The Camp David G-8 meetings ended with a lot of positive rhetoric but nothing concrete in terms of actually stopping the unfolding crisis in Europe. The new mantra is growth not austerity. Well, talk is cheap and the Germans are keeping the entire Euro experiment afloat and what they ultimately commit to will be the deciding factor on whether the periphery nations stay in the EU or whether the Euro even survives as a currency. Whether the market takes the meaningless rhetoric out of Camp David this weekend as a positive development is any one's guess. Any bad news out of Europe like this http://soberlook.com/2012/05/run-on-banks-in-spain-is-very-real.html will trump any empty bombast from European politicians.
In the upcoming week leading into the Memorial Day weekend investors and traders will be watching the following economic reports in this country:
Tuesday - existing home sales
Thursday - existing jobless claims & Durable Goods orders
In Europe, I'll be watching some French bond auctions on Monday. I'm not expecting any surprises but in the Euro zone, you never know! :-)

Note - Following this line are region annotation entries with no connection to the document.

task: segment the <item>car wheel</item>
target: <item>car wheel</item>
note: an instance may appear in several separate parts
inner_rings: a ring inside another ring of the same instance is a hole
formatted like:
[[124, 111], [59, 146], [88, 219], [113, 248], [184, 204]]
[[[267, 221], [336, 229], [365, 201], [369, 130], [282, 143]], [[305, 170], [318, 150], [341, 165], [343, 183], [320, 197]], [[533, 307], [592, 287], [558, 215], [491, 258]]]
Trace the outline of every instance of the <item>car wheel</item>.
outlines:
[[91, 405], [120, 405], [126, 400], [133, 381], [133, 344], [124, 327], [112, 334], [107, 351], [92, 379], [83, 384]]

On Wednesday night there's a European Union State dinner and supposedly the meetings at Camp David this past weekend set the stage at this event for serious discussions on a more pro growth agenda for the European Union. We'll see. But on Thursday, there's a spate of data on the German economy that will be closely watched and ECB President Mario Draghi is also scheduled to speak. If the Germans are going to budge off their pro austerity position we should see some movement toward that this week. And the news from Europe coming out of these two days, if substantive, could be constructive for global markets heading into next weekend.
Have a great week!
*** I'm aware that this might not be an historic all time high as there is evidence that Treasuries might have been a tick or two higher in 1942. The problem is that record keeping wasn't what it is today and several sources contradict each other on Treasury prices at that time.